Me, My Cells, and I: A Survivor’s Seriously Funny Guide to the Science of Cancer

Image of Me, My Cells and I: A Survivor's Seriously Funny Guide to the Science of Cancer
Author(s): 
Release Date: 
September 16, 2011
Publisher/Imprint: 
Sentient Publications
Pages: 
312
Reviewed by: 

“Funny, informative, and irreverent, Me, My Cells, and I is perfect bedtime reading for a recently diagnosed prostate cancer patient—no matter what stage of disease is involved.”

Never before has there been a book with so many quirky explanations of science coupled with so likeable an author that the science simply doesn’t matter. If having a witty and proactive outlook on a late-stage cancer diagnosis has any connection to survival, author Dave Ames and his personal cancer journal entitled Me, My Cells, and I should be around for a long time.

Funny, informative, and irreverent, Me, My Cells, and I is perfect bedtime reading for a recently diagnosed prostate cancer patient—no matter what stage of disease is involved.

When Mr. Ames was first diagnosed with prostate cancer, he was working as a fly fishing guide, so he consulted about his case with several of the prominent physicians whom he had helped navigate trout streams. Whether or not he followed their advice is not obvious in his book because he investigates many options that are way beyond conventional cancer treatment.

At times it is not clear if Mr. Ames is really fleshing out new approaches to therapy or indulging his insatiable urge to entertain others. For example, during his ongoing inquiry, Mr. Ames balks not because his instructor tells him to meditate on energy forces as if he were an animal, but because he wants to be a manly bear—and the teacher insists that he think like a turtle.

When it comes to capturing how cancer care appears from the eyes of a frightened patient, this book is superb. Mr. Ames consistently uses his humor to cope with the fragmented service that passes as patient care.

He declares that “side effects may include getting a new doctor;” describes driving two days for a miniscule slot with a prospective oncologist as “more of an insult than an appointment;” and claims that internal and external qi manipulation seems to be “right out of the training manual for Jedi knights.” When he is required to undergo hormone therapy, he protests that it is “exponentially unnatural for a man to go through menopause at the same time as the woman in his life.”

He chuckles that the western mind rejects acupuncture because it can’t prove the existence of meridians by noting that it is hard to find a life force in a dead cadaver. And he even tries to consciously get qi flowing and establish a balance between yin and yang in the five energy elements within his body. He discovers that “It’s all connected. You make the choices. In traditional Chinese medicine, you matter. Not only that, you are matter.”

After getting very worked up about the importance of oxygen levels in and around normal and cancer cells, Mr. Ames is crushed to research further and discover a malevolent protein called HIF-1 that can manipulate these levels to cancer’s advantage. This, of course, undermines his hopes of using antioxidants in combination with radiation therapy to benefit his normal cells.

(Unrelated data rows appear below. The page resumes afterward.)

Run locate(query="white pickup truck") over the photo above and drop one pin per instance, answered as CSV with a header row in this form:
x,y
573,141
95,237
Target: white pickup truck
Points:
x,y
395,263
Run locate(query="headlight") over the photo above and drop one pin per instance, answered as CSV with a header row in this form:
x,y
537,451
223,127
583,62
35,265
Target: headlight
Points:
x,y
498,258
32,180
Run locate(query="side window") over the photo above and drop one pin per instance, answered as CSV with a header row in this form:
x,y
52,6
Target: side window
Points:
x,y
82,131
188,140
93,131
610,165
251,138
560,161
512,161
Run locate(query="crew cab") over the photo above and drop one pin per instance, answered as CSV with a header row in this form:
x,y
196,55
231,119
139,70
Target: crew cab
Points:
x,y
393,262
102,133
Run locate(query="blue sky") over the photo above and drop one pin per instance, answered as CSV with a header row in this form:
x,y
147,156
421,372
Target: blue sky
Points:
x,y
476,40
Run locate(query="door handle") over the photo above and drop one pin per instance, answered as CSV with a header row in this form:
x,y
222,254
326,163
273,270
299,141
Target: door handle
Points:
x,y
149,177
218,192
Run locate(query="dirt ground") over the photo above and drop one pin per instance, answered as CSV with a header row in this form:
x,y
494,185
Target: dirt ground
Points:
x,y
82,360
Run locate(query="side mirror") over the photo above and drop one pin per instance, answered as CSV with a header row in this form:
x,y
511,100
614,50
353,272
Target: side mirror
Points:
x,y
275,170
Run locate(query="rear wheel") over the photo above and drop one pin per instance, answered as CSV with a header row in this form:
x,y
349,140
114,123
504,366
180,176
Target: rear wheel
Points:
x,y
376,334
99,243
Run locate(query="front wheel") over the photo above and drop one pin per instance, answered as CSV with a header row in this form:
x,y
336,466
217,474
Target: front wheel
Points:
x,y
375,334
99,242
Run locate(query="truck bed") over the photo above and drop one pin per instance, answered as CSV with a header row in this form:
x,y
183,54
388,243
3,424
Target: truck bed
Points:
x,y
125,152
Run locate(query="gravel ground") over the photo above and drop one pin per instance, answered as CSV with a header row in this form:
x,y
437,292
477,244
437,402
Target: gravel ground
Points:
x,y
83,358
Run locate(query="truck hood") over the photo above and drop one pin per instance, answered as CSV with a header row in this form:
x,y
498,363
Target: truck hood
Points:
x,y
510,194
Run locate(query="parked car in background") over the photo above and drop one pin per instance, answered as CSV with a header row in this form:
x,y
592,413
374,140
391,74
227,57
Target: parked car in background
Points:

When searching for diets as allies against cancer, he is heartened to hear that the Budwig diet saved patients on their deathbed, but then grows less enamored when he is told that it involves delivering cottage cheese and flax seed oil to the patient by way of enemas.

In the end, after all his research is finished, Mr. Ames chooses hormone therapy and a conventional combination of radioactive pellets called “seeds,” which get implanted in his prostate gland, followed by radiation.

Even after treatment began, there is no peace. Mr. Ames experiences power outages in the middle of his radiation treatments more than once, and is forced to lay scared in the silence with his thin cotton gown soaked in chilling sweat. He describes his fear as he lay there: “Scrunch a bit this way and, when the power returns, I’d be frying my rectum. Scrunch a tad the other way, I’d be toasting my bladder.”

Dave Ames ends his book with powerful testimony of what it feels like to have a cancer center in one’s rearview mirror. He quickly masters living in the moment. He no longer needs to use his gift for humor to mitigate against fear. Instead he runs back to his beloved trout stream and jumps in, bringing relief from his hot flashes.

Mr. Ames recalls that there were times when he felt as if his spirit actually soared, and he could look down from the clouds with the circling hawks and see himself below. Oddly enough, he was the happiest he had ever been.